Thursday, 13 June 2019

Ceisteanna (176)

Charlie McConalogue

Ceist:

176. Deputy Charlie McConalogue asked the Minister for Agriculture, Food and the Marine his views on the recent EU CAP report (details supplied) and the findings of reduced greenhouse gas emissions due to measures under pillar 1 and 2. [24810/19]

Amharc ar fhreagra

Freagraí scríofa (Ceist ar Agriculture)

The findings of the report on the “Evaluation study of the impact of the CAP on climate change and greenhouse gas emissions” referred to by the Deputy are consistent with the higher ambition on environmental and climate action which are part of the new CAP post-2020 proposals, where it is proposed that 40% of the overall CAP budget will contribute to climate action. This will require farmers to achieve a higher level of environmental ambition through both mandatory and incentive-based measures.
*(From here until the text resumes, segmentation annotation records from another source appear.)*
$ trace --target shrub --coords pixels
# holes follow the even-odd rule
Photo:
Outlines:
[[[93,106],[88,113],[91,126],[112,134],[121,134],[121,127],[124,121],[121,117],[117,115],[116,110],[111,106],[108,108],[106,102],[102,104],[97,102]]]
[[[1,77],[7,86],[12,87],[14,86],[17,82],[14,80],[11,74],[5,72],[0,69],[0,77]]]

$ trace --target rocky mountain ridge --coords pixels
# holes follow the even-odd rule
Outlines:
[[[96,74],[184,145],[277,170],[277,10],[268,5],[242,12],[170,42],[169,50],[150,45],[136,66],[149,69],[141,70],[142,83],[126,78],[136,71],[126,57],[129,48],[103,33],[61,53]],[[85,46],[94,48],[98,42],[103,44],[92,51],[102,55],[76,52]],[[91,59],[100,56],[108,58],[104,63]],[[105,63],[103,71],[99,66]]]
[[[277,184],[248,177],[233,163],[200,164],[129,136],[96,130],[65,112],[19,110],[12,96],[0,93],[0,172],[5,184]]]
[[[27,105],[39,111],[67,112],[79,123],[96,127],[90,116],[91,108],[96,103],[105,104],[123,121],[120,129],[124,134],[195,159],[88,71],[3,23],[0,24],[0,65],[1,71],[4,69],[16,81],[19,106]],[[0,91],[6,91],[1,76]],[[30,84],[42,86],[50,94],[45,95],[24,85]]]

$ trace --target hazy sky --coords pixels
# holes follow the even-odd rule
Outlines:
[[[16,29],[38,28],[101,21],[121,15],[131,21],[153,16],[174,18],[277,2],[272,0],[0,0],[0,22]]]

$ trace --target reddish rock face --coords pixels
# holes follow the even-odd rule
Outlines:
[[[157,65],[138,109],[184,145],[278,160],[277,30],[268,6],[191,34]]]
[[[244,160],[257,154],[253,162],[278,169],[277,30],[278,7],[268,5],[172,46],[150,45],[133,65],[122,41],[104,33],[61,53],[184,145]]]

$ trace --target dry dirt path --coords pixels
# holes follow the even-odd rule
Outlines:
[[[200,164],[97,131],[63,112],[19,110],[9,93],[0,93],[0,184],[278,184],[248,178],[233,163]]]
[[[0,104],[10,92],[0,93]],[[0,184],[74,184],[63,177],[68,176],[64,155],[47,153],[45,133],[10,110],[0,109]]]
The Common Agricultural Policy (CAP) has made and will continue to make an increasingly significant contribution to the environmental sustainability of the Irish agriculture.  The report shows Ireland as having the second highest “climate relevant” spending under CAP, when compared to other Member States, demonstrating our commitment and determination to meet the challenge of climate change. Despite uncertainties over the level of future CAP budgets, compounded by on-going Brexit negotiations, the Irish government remains committed to sustaining a strong environmental focus and further mainstreaming climate action under any future CAP programme.

While the mitigation potential for agriculture is limited, agriculture can and must play a key role in contributing to Ireland’s climate change and energy targets in the years ahead. Towards this end, one of the positives that can be taken from this report is the high level of Knowledge Transfer actions which Ireland supports under the current CAP programme when compared to other Member States. These Knowledge Transfer actions along with a strong Farm Advisory Service (also supported under CAP) will allow Irish agriculture to quickly respond to the future expected consequences of climate change.

Mitigation of emissions from the agriculture sector will depend on encouraging behavioural change. Appropriate measures under a new CAP will provide a key vehicle for incentivising such change. Any national CAP Plan will be informed to a significant extent by the need to encourage farmers to engage in climate change mitigation activities.